Plus de 10 000 chèques sans provision sont concernés. Leur valeur totale atteint près de 33,99 milliards de francs CFA. Cela représente plus de 61 millions de dollars. Les autorités veulent récupérer l’argent dû à l’État. Des mesures coercitives sont prévues pour les débiteurs récalcitrants.
Les sanctions possibles incluent la fermeture d’entreprises. Des avis de tiers peuvent être émis. Les biens meubles et immeubles des débiteurs peuvent être saisis. À partir du mois d’août, des vérifications sont possibles. Les agents pourront visiter les lieux de résidence des débiteurs. Cette phase vise à localiser les personnes concernées.
Le ministre a appelé les débiteurs à rembourser volontairement. Cette démarche permet d’éviter les sanctions judiciaires. Le recouvrement forcé peut entraîner des conséquences graves. Les entreprises risquent la fermeture définitive. Les particuliers peuvent perdre leurs biens.

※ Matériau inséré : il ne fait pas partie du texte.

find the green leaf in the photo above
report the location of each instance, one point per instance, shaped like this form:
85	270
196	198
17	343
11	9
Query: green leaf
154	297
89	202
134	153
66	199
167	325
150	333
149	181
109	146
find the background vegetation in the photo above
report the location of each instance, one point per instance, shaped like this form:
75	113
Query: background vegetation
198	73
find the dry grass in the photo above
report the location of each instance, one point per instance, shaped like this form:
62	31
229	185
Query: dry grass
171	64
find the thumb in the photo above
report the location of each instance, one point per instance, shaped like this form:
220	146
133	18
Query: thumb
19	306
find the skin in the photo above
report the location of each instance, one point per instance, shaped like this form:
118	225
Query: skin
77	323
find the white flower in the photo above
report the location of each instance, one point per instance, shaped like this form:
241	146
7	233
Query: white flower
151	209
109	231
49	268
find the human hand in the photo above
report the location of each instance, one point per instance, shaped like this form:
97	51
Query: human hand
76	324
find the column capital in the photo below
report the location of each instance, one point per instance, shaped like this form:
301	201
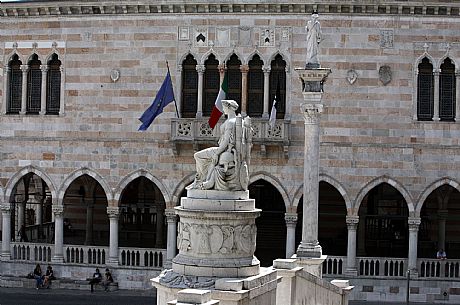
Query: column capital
244	69
414	223
311	112
24	68
290	218
58	210
170	215
352	222
113	212
200	68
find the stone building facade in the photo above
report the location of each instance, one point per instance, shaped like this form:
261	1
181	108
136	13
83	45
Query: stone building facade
389	129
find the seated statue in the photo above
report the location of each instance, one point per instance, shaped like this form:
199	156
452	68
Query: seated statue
225	167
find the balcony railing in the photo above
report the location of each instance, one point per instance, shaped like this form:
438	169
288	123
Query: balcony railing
196	131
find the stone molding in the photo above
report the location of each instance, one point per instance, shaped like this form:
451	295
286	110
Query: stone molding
95	8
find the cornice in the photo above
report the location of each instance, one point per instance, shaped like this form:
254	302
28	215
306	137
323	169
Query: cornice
125	7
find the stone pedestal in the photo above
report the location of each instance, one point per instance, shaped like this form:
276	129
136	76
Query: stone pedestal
216	242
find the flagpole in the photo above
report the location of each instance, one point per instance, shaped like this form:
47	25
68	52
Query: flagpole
175	103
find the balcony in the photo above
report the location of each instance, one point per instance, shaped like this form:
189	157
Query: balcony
197	131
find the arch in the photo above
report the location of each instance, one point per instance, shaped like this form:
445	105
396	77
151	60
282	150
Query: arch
275	182
285	58
24	171
184	56
379	180
136	174
433	186
180	188
206	56
80	172
256	52
339	188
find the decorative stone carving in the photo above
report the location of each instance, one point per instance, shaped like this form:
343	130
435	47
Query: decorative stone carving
313	29
385	75
386	39
225	167
311	112
352	76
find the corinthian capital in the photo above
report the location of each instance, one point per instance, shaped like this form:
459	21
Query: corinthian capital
311	112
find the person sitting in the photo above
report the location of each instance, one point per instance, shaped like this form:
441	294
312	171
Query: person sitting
38	276
49	276
441	254
96	279
107	279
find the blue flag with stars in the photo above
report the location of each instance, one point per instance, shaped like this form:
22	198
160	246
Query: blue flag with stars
163	98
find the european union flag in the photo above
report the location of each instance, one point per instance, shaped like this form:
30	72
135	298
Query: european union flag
163	98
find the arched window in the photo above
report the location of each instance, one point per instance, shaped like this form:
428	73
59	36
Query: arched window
34	85
255	87
234	79
211	84
189	87
14	86
447	91
53	85
278	78
425	82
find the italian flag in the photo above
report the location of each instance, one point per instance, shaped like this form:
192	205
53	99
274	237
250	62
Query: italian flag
218	109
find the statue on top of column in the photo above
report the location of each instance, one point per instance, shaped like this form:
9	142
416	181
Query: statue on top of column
313	39
225	167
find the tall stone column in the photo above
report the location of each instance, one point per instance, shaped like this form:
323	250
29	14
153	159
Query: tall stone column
58	211
199	111
442	217
291	222
352	225
436	95
414	223
244	89
6	231
171	246
24	69
113	213
44	69
266	71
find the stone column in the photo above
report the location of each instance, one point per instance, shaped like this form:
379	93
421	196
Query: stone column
171	246
44	69
442	217
199	111
24	69
457	96
266	71
6	231
113	213
244	89
291	222
436	95
58	211
414	223
352	225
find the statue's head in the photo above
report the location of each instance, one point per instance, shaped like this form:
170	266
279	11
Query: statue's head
230	104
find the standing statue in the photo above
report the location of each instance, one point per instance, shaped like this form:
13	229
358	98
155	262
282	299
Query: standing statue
225	167
313	39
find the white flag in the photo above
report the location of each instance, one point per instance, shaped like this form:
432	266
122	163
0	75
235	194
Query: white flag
272	120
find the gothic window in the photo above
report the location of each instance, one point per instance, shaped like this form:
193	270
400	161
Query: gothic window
234	79
53	86
189	87
34	86
14	86
211	84
425	82
447	91
278	78
255	87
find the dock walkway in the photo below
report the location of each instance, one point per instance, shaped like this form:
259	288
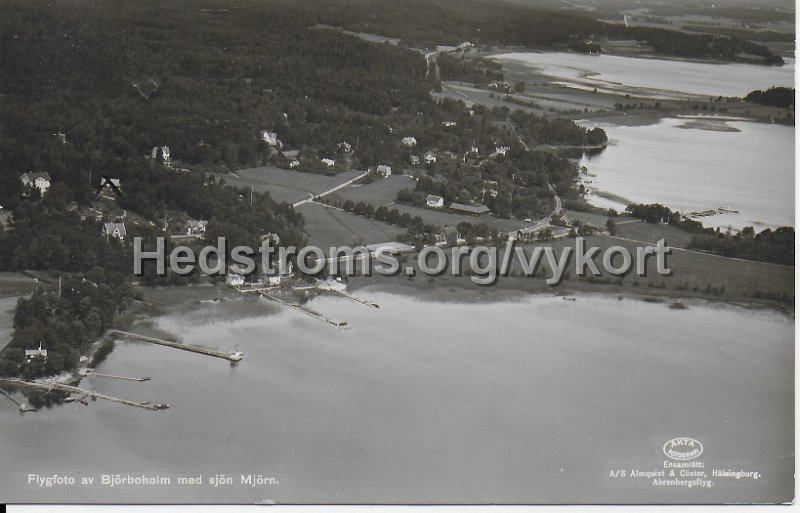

Cette action s’inscrit dans un contexte plus large. En février, le porte-parole du Comité KORAG a annoncé un durcissement. La lutte contre la corruption sera renforcée en 2026. Le recouvrement des dettes fait partie de cette stratégie. L’État veut assainir les finances publiques. Les créances impayées pèsent sur le budget national.
Le Burkina Faso fait face à des défis économiques importants. La mobilisation des ressources est cruciale pour le développement. Le gouvernement espère récupérer une partie significative de ces fonds. Les débiteurs ont jusqu’à la fin de l’année pour se mettre en règle. Passé ce délai, les sanctions seront appliquées.
Les autorités comptent sur la coopération des citoyens. Le remboursement volontaire est encouragé. Les procédures de recouvrement seront transparentes. Les agents de l’État sont formés pour mener ces opérations. L’objectif est de restaurer la confiance dans le système financier.